# Wife's Big Bass



## TROUT HOUND (Feb 11, 2013)

Yesterday my wife caught this 7lb 9oz bass while fishing a spinnerbait in a private lake near Athens. She is one heck of an angler and needs no assistance from me! She is impressive to watch in action.


----------



## Hoss (Feb 11, 2013)

Tell her congrats on a fine fish.

Hoss


----------



## TROUT HOUND (Feb 11, 2013)

Thank ya sir


----------



## Shug (Feb 12, 2013)

Nice fish


----------



## maughdr (Feb 12, 2013)

Great fish


----------



## beginnersluck (Feb 12, 2013)

good fish on that spinnerbait this time of year...usually don't get cranked up for me until around march.


----------



## speedcop (Feb 12, 2013)

she has put the pressure on now!


----------



## Bow Only (Feb 14, 2013)

Nice catch.  The fish is good too.


----------



## egomaniac247 (Feb 16, 2013)

Someone else used this thread title last year....and I told them they were 1 mis-typed letter away from being in huge trouble!!!


Nice feesh


----------



## seeker (Feb 17, 2013)

There's a lot of people on here that have never caught one that big.  Congratulations.


----------



## stripedbass1977 (Feb 17, 2013)

Lunker for sure!

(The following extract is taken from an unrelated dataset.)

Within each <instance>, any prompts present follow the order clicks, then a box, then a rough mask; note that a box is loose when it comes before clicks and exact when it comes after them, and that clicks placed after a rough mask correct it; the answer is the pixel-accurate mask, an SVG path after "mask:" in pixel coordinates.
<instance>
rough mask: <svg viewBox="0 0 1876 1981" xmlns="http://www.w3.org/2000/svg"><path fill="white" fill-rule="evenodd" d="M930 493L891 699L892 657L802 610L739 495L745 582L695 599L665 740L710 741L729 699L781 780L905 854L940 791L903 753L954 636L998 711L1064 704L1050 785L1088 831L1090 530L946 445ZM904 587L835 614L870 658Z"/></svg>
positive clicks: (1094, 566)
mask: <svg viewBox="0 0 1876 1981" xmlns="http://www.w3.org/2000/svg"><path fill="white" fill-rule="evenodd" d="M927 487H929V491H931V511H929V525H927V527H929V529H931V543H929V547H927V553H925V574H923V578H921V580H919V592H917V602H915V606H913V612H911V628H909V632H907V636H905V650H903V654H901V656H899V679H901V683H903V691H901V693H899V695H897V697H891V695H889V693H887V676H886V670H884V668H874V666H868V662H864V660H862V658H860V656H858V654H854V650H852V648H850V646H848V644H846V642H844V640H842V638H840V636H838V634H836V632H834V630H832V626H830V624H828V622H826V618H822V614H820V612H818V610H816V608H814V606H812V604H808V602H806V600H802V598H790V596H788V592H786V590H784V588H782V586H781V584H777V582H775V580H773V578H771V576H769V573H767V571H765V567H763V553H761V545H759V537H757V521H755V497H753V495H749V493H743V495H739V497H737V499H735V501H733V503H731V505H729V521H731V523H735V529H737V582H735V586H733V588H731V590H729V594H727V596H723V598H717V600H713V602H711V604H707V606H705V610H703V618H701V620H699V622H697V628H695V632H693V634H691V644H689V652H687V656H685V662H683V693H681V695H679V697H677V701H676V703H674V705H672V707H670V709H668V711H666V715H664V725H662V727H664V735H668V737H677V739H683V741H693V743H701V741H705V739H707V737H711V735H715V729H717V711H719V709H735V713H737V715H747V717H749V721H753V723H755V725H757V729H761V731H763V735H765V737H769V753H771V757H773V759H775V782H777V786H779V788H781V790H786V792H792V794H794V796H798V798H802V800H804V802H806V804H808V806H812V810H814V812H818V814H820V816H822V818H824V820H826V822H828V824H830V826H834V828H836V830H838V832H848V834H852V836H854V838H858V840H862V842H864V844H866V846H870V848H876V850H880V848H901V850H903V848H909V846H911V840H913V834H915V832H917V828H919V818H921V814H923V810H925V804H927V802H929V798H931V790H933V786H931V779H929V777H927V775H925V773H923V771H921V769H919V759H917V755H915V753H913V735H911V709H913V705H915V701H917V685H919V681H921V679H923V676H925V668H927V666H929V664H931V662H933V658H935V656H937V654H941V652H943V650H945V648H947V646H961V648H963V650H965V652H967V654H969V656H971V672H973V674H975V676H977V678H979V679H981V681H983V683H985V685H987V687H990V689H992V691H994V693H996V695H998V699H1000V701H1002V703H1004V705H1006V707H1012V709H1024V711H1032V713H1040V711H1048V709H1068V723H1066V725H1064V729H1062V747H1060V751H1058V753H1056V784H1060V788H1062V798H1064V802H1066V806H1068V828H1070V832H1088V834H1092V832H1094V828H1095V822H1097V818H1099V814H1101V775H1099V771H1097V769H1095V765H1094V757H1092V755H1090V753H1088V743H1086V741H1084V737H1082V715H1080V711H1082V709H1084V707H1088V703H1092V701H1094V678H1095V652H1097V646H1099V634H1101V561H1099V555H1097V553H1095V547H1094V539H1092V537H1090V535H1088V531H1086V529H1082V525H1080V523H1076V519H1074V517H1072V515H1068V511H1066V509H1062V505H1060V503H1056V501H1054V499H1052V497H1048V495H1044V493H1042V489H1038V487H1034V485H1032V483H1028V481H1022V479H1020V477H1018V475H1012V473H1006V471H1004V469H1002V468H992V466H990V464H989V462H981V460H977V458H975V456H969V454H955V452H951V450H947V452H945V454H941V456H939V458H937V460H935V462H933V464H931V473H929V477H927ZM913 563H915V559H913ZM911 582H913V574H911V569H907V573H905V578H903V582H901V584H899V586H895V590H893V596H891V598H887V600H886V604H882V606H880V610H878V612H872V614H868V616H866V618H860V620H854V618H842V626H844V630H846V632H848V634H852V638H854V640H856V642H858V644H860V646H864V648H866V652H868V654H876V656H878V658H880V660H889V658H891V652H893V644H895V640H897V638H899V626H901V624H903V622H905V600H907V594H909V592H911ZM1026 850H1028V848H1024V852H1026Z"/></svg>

Congrats to her.


----------



## clown714 (Feb 23, 2013)

ekim22 said:


> Someone else used this thread title last year....and I told them they were 1 mis-typed letter away from being in huge trouble!!!
> 
> 
> Nice feesh





took me a second.

clown


----------



## shakey gizzard (Feb 23, 2013)

Awesome!


----------



## Hunter1357 (Feb 24, 2013)

Thats a huge bass! congrats to her


----------



## jpatton (Feb 27, 2013)

Great bass


----------



## polkhunt (Feb 27, 2013)

That's a good fish. If you are willing to say Where did the trout in the avatar come from?


----------



## cfuller6 (Feb 28, 2013)

She can barely hold that pig up!!


----------



## snuffy (Feb 28, 2013)

seeker said:


> There's a lot of people on here that have never caught one that big.  Congratulations.



That would be me. 

Great fish congratulations to her.


----------